Friday, September 11, 2009

The Social Incrimination of Intergender Athletes

I cannot even imagine what it would be like to be Santhi Soundarajan. Soundarajan is an athlete, who competed in the 800 meter dash for India until she was disqualified and banned from competing when she failed a gender test. The same thing is happening right now with Caster Semenya from South Africa. Neither of the two have external male parts, but it has been discovered that they both have XY chromosomes. During an interview with BBC News, Soundarajan shared her feelings of bitterness and mortification. She has been shunned from her society and has to think twice about going to her local grocery story. She is labeled as "the woman who failed her gender test." A couple weeks ago, I heard some DJs on a radio station crack jokes about Caster Semenya. The whole situation is truly bizarre, to be sure, but listening to Soundarajan's replies to the prying questions about the tests she underwent and the embarrassment she has endured was truly heart-breaking. I ran cross-country in high school--which is a big difference from running internationally or for the Olympics--but I do know how much pain and endurance it takes to be good. I put sweat, blood and tears into my high school running career. It was exhausting emotionally as well as physically, and I was devastated my senior year when I was knocked off varsity; a bunch of 60-pound freshman girls cropped up and picked off our fastest runners (including myself), one by one. I cannot even fathom the disappointment, and perhaps, the sense of a life thus-far wasted, that Soundarajan and Semenya experienced with the failed gender tests.

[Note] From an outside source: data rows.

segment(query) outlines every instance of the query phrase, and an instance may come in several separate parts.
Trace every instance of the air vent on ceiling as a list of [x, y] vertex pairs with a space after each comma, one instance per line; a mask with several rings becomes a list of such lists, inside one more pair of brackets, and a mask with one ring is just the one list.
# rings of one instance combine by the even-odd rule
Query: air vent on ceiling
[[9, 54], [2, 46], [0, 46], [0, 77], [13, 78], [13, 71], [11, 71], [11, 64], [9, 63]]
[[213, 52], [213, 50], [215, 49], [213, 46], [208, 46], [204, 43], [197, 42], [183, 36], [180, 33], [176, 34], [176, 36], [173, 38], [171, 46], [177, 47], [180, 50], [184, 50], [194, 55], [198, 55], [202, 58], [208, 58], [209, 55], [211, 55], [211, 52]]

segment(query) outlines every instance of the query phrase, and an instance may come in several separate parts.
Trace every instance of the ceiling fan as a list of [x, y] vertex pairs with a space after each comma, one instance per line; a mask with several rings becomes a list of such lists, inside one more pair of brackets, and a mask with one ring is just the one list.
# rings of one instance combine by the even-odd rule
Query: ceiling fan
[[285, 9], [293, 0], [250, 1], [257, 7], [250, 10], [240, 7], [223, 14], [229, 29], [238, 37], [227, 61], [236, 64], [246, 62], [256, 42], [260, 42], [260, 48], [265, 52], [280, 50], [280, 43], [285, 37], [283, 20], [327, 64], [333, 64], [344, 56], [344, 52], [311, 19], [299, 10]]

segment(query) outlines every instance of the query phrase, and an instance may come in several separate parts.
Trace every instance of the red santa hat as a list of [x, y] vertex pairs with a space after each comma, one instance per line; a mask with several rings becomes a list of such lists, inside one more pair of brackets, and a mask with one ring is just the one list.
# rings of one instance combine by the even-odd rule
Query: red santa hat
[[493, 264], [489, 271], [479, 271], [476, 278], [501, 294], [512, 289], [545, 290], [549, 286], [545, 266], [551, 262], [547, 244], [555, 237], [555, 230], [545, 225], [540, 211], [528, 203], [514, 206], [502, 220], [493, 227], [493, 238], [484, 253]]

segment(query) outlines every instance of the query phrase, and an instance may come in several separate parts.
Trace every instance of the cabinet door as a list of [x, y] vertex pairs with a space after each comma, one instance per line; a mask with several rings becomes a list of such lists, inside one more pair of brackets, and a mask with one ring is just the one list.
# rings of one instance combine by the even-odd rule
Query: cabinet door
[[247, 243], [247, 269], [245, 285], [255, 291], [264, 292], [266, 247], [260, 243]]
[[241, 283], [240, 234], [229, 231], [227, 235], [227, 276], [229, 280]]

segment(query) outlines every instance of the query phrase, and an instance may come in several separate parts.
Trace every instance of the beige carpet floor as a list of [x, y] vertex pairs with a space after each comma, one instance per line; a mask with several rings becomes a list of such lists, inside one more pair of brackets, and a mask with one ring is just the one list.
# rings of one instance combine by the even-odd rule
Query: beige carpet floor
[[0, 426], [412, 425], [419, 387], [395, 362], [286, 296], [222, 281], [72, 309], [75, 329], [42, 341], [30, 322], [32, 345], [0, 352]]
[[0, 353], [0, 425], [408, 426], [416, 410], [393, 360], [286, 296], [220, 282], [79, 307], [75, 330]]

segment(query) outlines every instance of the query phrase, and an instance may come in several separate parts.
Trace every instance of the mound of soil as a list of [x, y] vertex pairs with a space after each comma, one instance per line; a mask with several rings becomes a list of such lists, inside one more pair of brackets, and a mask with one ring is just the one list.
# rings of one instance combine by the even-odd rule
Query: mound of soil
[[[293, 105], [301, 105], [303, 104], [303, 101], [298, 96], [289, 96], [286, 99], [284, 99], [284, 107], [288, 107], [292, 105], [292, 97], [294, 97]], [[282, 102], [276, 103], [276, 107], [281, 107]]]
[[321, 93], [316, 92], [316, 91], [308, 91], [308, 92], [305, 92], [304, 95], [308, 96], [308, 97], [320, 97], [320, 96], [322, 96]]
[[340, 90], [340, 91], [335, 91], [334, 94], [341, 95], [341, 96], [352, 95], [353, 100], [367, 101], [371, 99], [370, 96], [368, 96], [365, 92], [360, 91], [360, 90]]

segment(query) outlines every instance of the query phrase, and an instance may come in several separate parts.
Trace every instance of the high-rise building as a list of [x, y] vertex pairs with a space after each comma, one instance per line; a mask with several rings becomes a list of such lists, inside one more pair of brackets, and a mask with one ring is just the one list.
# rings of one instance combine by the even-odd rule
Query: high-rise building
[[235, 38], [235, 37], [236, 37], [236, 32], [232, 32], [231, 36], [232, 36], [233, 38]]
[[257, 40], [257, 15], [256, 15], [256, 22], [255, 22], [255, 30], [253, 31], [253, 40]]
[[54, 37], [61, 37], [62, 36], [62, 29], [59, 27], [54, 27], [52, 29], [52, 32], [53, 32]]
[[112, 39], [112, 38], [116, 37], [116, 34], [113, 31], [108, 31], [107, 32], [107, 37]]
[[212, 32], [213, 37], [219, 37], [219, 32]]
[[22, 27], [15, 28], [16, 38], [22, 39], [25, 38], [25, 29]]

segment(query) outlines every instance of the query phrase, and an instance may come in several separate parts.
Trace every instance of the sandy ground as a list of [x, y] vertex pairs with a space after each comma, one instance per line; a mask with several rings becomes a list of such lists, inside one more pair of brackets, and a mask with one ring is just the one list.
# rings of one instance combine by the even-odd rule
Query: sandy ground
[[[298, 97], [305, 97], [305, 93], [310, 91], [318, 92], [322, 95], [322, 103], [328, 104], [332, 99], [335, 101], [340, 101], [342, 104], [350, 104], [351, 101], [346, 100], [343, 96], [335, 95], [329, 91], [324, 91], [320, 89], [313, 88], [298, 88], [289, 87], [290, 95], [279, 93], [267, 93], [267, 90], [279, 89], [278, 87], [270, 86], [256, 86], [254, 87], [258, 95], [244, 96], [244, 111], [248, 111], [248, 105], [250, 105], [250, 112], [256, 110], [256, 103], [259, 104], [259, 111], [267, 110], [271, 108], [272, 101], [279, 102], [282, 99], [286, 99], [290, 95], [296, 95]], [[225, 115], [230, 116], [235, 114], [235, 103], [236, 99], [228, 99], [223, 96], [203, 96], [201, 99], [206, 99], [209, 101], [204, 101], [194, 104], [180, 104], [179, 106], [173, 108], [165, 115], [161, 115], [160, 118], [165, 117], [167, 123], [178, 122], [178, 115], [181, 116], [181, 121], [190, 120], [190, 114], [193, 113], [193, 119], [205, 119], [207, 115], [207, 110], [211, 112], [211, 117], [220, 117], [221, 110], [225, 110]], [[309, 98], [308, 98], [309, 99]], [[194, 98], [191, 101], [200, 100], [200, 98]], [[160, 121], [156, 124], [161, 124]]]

Aside from the sympathy I have for their athleticism, I disdain the mockery that is occurring. The issue of "intergender" is a new concept. I do not believe that it is quite understood, and it has certainly not been taken into consideration for the qualifications of professional athletic competition. Soundarajan admitted that she never experience puberty and has never had a period. Semenya has muscle packed onto her body like a male. This is all very strange, but we need to remember that they are human beings and have every right exist and live out their dreams as anybody else. Soundarajan spoke of other women who never received their period and who never had children, but were valued, still, as women in society.
I don't have a solution, necessarily, to this controversy. Are Semenya and Soundarajan mostly male or mostly female? Which category would it be more appropriate for them to compete in? In any case, my heart goes out to these women and the strangeness of the social incrimination they are forced to bear.